Many of the places on this eye opening journey throughout the mountainous Diocese of Santa Rosa appeared the same to me.  At first glance it was merely an overcrowded school with no funding. But it finally struck me three and a half years later.  What struck me as amazing is remembering the desks, chairs, and tables being piled into one classroom. This meant that there was an abundance of children who were willing to learn and if they were learning they were more likely to continue their education. With them continuing their education, they would be more likely to make it out of the poverty they currently lived in. Education was a long ladder and the kids were escaping it rung by rung, slowly climbing out of the gaping hole of poverty that often swallows many of the children of Guatemala. The rest of the day was spent playing in the courtyard and singing songs. To this day I still wonder if any of the kids I met that day made it to the top of the ladder.

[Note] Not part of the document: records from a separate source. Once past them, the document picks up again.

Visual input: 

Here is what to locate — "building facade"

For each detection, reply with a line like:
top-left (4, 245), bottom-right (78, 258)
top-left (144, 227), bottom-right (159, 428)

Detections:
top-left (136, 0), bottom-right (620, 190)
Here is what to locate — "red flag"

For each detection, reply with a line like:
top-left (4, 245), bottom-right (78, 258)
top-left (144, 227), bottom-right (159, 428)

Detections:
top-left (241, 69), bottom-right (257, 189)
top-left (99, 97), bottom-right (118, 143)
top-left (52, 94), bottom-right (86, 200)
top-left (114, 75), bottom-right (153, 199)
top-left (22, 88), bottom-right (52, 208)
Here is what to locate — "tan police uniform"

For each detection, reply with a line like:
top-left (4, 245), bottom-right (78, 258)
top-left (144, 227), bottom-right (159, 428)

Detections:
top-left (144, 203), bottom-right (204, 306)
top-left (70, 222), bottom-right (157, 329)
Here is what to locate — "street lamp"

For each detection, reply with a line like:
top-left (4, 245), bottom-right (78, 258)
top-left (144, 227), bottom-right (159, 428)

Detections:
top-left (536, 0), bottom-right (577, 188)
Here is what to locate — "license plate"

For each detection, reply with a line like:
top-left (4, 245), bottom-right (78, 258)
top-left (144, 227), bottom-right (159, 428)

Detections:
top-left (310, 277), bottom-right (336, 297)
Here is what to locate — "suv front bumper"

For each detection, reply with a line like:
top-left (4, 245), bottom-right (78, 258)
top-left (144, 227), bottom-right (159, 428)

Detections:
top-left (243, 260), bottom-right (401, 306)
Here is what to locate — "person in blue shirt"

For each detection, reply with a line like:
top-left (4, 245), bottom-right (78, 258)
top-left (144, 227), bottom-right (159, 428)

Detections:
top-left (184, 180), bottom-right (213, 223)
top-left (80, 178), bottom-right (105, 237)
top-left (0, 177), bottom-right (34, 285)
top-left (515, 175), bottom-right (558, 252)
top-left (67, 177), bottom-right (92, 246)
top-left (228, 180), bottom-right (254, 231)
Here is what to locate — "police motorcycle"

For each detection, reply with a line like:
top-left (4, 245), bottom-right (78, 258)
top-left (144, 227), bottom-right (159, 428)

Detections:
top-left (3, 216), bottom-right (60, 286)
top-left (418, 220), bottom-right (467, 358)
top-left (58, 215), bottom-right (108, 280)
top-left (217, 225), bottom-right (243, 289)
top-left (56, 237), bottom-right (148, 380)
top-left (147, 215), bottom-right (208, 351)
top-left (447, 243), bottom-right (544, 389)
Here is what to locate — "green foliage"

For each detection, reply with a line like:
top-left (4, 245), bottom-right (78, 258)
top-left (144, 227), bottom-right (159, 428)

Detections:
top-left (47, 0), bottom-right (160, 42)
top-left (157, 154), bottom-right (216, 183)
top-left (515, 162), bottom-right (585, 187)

It is our duty as those who have the access to an education to begin seeing the incredible power that education has on the individual and how much we take the idea of a quality education for granted. In countries with extreme poverty, like Guatemala, attending high school and college is like shooting for the moon but never making it past the Earth’s atmosphere. I encourage you; the educated individual reading this, to take a mission trip. Walk a mile in impoverished shoes, then come back and spread the word on the toll poverty takes on a child’s education. Show the holes and tears in the shoes you wore struggling to climb the ladder that many children dare to ascend. Through awareness, we can make the ladder less steep for the children of Guatemala.

Works Cited

Beckett, Megan and Anne R. Pebley. “Ethnicity, Language, And Economic Well-being InRural Guatemala.” Rural Sociology 68.3 (2003): 434-458. Print.

“Guatemala.” Global Education Fund RSS. N.p., n.d. Web. 10 Feb. 2014.<>.